Das Parlament ist gut beraten, wenn es sich vor einem Entscheid zur Besteuerung von Kapitalbezügen aus der beruflichen Vorsorge und der Selbstvorsorge vorgängig und zuerst grundsätzlich im Klaren darüber ist, wie das geltende Drei-Säulen-Konzept überhaupt funktioniert.
Bund fördert Selbstvorsorge über steuerliche Massnahmen
Artikel 111 bis 113 der Bundesverfassung (BV), wie sie 1972 vom Souverän beschlossen wurden, sprechen Klartext. Daran sollten sich Bundesrat und Parlament halten. AHV und BVG, berufliche Vorsorge, sollen «angemessene Renten» produzieren und zusammen mindestens 60 Prozent des letzten Lohnes als Altersrente garantieren. Heute entspricht dies einem versicherten Lohn von 90 720 Franken und einer Rente von 54 432 Franken. Dies garantiert im Minimum das Obligatorium des BVG und die AHV. Höhere Löhne werden im Überobligatorium versichert. Neben der ersten (AHV) und der zweiten (BVG) Säule fördert der Bund die Selbstvorsorge namentlich über steuerliche Massnahmen.
AHV- und BVG-Beiträge können steuerlich abgezogen werden. Folglich, so steht es bereits in der Botschaft von 1975 zum BVG, werden auch AHV- und BVG-Renten gleich besteuert.
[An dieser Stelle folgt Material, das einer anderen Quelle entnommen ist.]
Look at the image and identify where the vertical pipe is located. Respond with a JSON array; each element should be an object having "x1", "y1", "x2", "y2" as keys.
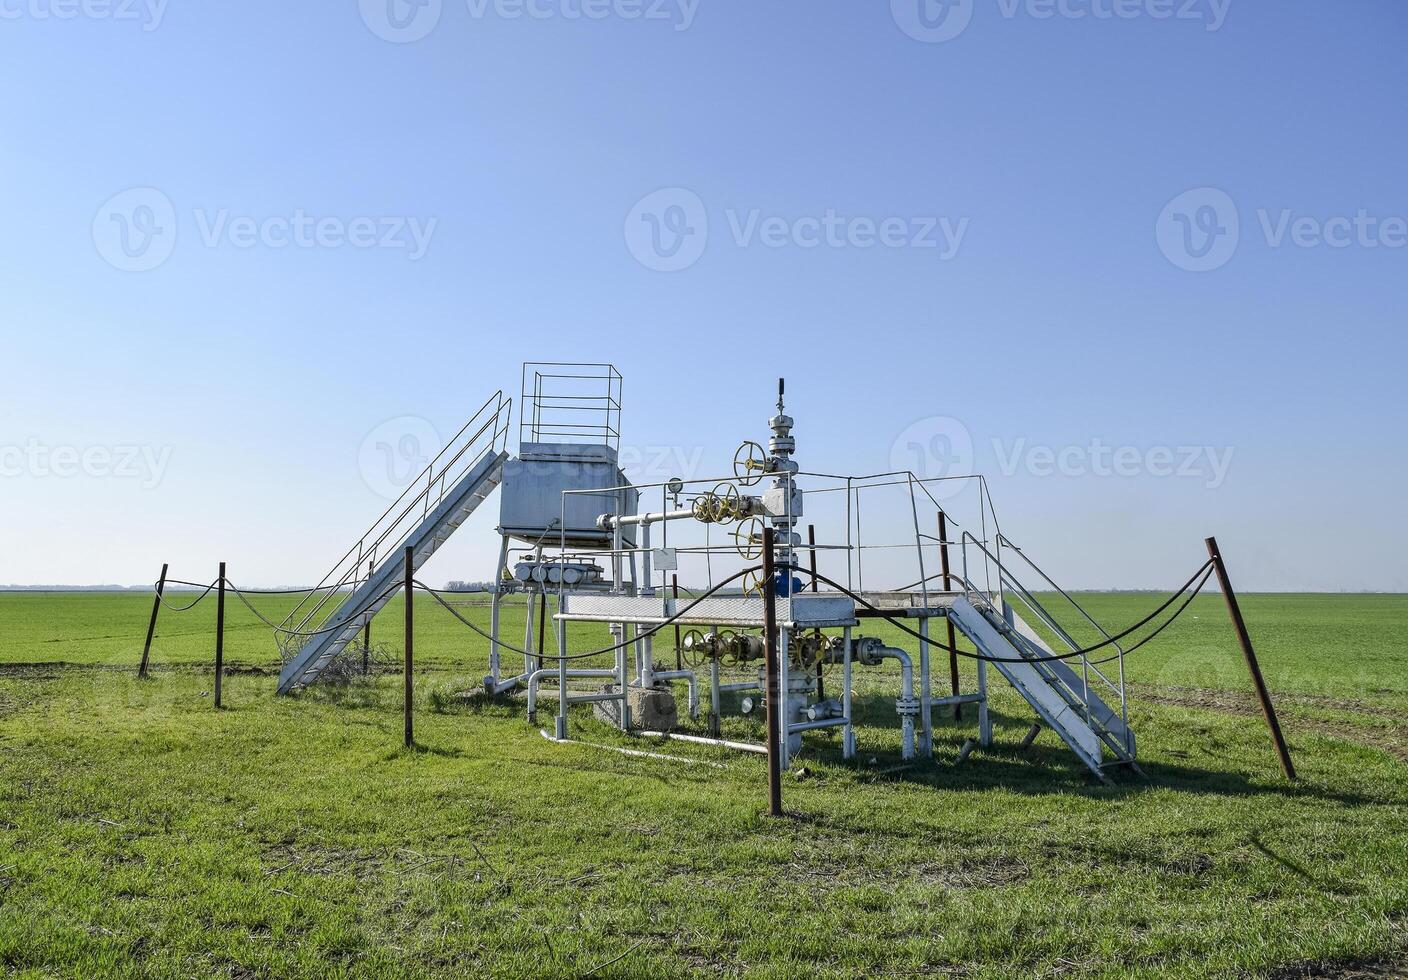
[
  {"x1": 214, "y1": 562, "x2": 225, "y2": 708},
  {"x1": 807, "y1": 524, "x2": 824, "y2": 702},
  {"x1": 1205, "y1": 537, "x2": 1296, "y2": 780},
  {"x1": 673, "y1": 575, "x2": 682, "y2": 672},
  {"x1": 617, "y1": 628, "x2": 631, "y2": 732},
  {"x1": 778, "y1": 627, "x2": 791, "y2": 768},
  {"x1": 938, "y1": 512, "x2": 962, "y2": 720},
  {"x1": 138, "y1": 562, "x2": 167, "y2": 679},
  {"x1": 556, "y1": 618, "x2": 568, "y2": 740},
  {"x1": 404, "y1": 546, "x2": 414, "y2": 748},
  {"x1": 709, "y1": 652, "x2": 722, "y2": 738},
  {"x1": 762, "y1": 528, "x2": 783, "y2": 817}
]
Damit werden die Steuerausfälle beim Abzug kompensiert. Auch die Selbstvorsorge soll steuerlich gleich behandelt werden.
AHV und BVG-Obligatorium zwingen die Arbeitnehmer und die Arbeitgeber zum Sparen mit dem Ziel, eine angemessene Rente zu erzielen. Das macht sie in diesem Bereich zu Sozialversicherungen. Die Leistungen sollen als Rente bezogen werden. So steht es in Artikel 37 BVG. Eine Kapitalabfindung kann im Reglement vorgesehen werden. So lautete der ursprüngliche Artikel.
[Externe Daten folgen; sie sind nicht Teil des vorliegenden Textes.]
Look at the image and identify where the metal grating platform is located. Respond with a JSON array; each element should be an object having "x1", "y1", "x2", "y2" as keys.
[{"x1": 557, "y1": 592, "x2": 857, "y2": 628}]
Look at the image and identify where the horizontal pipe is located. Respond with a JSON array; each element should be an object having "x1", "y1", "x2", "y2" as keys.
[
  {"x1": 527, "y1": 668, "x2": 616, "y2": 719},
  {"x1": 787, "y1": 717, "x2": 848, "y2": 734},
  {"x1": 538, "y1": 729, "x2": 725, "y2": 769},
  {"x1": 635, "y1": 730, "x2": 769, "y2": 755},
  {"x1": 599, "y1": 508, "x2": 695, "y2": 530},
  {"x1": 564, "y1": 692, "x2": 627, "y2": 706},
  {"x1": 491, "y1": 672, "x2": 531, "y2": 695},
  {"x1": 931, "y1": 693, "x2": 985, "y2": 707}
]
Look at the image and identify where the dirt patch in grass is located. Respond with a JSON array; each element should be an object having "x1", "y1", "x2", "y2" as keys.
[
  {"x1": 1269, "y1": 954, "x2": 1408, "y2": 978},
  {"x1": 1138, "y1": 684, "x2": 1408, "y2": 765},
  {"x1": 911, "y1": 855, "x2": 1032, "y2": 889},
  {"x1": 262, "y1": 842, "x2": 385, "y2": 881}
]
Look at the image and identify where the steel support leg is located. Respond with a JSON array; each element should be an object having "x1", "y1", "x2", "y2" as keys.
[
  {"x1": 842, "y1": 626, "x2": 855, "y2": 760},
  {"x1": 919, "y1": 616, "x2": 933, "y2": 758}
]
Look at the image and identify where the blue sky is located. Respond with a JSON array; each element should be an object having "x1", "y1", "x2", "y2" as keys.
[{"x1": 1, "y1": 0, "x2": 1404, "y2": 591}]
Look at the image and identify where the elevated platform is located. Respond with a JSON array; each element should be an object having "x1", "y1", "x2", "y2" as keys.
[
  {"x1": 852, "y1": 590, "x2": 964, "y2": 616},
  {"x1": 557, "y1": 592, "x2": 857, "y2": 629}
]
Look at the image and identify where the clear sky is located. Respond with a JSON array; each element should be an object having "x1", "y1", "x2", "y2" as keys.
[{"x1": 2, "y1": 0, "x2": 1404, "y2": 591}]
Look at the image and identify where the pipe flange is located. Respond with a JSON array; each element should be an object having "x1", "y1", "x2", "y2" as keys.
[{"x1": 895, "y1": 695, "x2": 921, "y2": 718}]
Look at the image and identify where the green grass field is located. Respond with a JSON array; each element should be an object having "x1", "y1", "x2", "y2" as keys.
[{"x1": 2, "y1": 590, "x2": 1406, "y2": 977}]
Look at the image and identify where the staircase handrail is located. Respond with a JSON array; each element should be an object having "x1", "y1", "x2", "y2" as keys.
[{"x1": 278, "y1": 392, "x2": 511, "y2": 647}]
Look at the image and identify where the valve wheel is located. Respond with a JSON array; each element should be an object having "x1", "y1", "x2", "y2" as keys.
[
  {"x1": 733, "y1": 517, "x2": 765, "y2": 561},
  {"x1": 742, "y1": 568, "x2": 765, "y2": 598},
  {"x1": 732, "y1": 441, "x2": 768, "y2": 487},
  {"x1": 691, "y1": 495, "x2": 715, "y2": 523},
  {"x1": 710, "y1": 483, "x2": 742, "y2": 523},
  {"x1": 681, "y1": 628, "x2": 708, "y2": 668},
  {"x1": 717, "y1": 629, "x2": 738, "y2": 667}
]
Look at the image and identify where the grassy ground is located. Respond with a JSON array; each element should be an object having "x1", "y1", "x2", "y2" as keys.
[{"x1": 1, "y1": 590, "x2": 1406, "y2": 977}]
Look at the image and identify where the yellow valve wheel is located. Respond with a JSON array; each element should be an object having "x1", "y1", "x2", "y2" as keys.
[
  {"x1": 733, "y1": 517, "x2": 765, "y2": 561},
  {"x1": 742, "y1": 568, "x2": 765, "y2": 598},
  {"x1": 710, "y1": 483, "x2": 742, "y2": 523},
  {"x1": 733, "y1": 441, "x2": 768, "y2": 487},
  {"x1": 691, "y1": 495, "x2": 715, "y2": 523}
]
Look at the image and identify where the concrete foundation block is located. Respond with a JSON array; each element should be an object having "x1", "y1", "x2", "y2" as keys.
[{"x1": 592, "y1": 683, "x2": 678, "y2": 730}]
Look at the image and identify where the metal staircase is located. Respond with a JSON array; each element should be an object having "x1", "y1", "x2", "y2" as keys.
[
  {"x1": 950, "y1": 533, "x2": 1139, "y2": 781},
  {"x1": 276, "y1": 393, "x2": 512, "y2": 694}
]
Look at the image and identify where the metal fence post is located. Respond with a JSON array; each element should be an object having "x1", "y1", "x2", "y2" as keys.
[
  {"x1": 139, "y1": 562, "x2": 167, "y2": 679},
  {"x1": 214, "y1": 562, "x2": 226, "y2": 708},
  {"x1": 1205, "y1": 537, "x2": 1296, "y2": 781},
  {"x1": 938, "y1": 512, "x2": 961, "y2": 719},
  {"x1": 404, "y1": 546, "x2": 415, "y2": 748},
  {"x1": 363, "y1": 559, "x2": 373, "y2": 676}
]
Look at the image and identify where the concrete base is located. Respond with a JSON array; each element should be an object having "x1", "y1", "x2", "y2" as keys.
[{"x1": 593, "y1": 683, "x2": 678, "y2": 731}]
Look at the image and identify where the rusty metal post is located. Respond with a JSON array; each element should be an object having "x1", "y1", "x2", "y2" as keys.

Gesetzgeber hat «Kann-Formel» über Gebühr erweitert
Diese ursprüngliche «Kann-Formel» weist darauf hin, dass es neben dem Obligatorium auch ein Überobligatorium gibt. Dass also auch höhere Löhne im BVG versichert werden können. Wer also über das Obligatorium hinaus Gelder angespart hat, soll auch darüber frei verfügen können, ob er diese in Renten- oder Kapitalform beziehen möchte. Das war der Gedanke der BVG-Väter. Der Zweck der Altersvorsorge, «ausreichende» Renten zu garantieren, muss in der «Schattenrechnung» nachgewiesen werden. Vorsorgeeinrichtungen, die ihre Versicherten über das Obligatorium hinaus versichern, sind deshalb verpflichtet, in der Buchhaltung genau festzuhalten, dass das BVG-Minimum stets abgedeckt ist. Damit wird die BVG-Rente gesichert.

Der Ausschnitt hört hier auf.